The Darrieus-Landau instability in fast deflagration and laser ablation

TL;DR

This paper rigorously analyzes the Darrieus-Landau instability in compressible flows with a focus on fast deflagration and laser ablation, revealing how compression effects weaken the instability and lead to its disappearance in certain regimes.

Contribution

It derives a new boundary condition considering the internal structure of the front, clarifying the influence of energy sources on the instability in compressible flows.

Findings

Compression effects weaken the Darrieus-Landau instability.

The instability growth rate is reduced in laser ablation scenarios.

The instability vanishes in the Chapman-Jouguet regime.

Abstract

The problem of the Darrieus-Landau instability at a discontinuous deflagration front in a compressible flow is solved.

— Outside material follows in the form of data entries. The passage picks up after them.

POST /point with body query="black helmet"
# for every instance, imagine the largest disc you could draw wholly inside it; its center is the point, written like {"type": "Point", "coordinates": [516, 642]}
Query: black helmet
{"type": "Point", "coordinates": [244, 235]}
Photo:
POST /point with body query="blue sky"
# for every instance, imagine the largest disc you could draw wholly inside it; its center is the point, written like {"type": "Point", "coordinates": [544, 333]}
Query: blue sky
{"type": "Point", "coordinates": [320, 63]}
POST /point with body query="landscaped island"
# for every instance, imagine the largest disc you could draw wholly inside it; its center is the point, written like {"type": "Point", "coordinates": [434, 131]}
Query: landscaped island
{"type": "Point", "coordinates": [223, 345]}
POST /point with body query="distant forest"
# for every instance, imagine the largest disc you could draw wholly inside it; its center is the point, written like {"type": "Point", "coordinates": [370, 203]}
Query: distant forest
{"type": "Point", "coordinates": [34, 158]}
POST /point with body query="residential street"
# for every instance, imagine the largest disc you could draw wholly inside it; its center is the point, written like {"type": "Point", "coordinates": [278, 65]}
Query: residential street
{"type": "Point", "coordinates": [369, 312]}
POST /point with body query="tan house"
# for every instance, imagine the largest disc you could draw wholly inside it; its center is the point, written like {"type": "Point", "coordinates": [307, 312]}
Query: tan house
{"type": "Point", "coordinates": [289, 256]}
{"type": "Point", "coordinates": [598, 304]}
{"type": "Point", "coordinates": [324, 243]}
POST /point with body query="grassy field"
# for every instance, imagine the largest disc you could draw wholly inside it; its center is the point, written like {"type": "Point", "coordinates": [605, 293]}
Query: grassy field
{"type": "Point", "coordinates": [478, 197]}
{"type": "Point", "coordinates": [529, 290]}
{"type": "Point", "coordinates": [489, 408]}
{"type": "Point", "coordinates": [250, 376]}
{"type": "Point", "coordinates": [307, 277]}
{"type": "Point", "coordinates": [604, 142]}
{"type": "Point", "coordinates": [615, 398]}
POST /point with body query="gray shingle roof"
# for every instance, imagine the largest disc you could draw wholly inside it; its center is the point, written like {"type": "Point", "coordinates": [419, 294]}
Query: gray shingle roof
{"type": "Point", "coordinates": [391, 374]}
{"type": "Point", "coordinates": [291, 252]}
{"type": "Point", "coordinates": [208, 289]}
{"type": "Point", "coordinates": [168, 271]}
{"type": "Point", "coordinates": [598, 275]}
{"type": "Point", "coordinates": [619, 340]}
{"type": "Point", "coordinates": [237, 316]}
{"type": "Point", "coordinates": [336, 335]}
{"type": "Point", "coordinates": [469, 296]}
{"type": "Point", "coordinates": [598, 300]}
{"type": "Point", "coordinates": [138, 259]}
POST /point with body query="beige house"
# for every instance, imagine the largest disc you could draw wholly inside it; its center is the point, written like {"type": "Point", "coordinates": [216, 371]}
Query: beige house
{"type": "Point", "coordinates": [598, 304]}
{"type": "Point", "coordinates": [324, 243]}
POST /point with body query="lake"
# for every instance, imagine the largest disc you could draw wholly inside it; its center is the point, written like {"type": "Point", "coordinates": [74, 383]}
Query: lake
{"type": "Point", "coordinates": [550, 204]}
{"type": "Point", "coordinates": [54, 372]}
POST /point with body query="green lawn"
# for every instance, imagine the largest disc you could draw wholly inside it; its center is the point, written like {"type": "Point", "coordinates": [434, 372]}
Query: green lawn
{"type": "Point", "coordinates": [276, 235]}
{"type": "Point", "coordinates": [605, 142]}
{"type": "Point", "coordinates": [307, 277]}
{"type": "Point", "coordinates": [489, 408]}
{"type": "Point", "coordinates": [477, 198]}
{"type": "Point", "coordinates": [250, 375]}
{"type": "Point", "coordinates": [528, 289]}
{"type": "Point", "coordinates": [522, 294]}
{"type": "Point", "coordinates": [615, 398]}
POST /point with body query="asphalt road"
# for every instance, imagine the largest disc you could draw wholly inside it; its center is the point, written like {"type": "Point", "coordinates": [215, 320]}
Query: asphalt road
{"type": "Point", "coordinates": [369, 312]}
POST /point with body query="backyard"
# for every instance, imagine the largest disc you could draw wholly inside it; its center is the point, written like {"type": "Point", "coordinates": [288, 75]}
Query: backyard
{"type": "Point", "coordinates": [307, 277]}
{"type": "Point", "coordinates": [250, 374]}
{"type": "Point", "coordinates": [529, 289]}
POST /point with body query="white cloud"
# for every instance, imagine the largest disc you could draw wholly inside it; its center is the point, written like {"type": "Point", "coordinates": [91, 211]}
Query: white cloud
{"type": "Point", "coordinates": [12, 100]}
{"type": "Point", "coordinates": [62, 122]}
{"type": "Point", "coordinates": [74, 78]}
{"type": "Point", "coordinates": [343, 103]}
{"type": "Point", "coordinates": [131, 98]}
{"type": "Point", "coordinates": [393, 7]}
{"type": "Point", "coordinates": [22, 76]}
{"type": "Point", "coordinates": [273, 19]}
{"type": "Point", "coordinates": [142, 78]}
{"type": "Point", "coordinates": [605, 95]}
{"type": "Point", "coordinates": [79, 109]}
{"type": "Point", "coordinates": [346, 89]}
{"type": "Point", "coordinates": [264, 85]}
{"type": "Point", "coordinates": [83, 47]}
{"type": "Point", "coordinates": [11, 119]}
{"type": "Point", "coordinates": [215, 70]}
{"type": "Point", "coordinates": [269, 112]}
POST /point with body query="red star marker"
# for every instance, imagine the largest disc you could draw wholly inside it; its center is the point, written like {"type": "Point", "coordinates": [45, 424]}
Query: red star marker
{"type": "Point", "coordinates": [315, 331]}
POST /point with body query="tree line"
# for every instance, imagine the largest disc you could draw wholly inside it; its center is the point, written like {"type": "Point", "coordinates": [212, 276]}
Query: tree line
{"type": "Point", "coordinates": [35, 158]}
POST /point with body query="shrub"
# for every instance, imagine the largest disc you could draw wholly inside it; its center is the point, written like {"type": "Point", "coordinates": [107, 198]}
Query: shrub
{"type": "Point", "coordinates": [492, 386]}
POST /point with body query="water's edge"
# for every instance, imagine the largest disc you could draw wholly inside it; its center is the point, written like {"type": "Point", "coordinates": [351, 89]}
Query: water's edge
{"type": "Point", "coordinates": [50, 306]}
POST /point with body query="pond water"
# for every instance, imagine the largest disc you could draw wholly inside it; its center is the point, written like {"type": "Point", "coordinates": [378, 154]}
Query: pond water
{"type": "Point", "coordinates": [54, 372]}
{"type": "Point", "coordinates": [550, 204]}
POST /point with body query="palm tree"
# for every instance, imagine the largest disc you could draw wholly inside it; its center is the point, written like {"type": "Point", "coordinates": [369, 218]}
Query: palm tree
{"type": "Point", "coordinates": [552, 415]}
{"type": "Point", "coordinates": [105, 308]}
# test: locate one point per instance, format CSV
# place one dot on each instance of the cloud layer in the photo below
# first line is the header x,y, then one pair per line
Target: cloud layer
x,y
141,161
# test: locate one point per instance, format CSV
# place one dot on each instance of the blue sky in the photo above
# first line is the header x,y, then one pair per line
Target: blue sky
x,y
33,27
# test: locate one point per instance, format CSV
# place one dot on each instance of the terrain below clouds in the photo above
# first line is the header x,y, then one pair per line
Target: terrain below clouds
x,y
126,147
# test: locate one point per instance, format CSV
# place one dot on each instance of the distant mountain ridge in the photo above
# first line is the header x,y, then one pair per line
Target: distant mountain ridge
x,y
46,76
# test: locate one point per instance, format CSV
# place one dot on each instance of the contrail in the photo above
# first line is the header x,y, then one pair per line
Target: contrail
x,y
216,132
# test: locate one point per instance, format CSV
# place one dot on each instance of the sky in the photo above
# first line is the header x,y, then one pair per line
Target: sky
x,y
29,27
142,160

Numerous previous attempts to solve this problem suffered from the deficit of boundary conditions. Here, the required additional boundary condition is derived rigorously taking into account the internal structure of the front. The derived condition implies a constant mass flux at the front; it reduces to the classical Darrieus-Landau condition in the limit of an incompressible flow. It is demonstrated that in general the solution to the problem depends on the type of energy source present in the system. In the common case of a strongly localized source, compression effects make the Darrieus-Landau instability considerably weaker. In particular, the Darrieus-Landau instability growth rate is reduced for laser ablation in comparison with the classical incompressible case. The instability disappears completely in the Chapman-Jouguet regime of ultimately fast deflagration.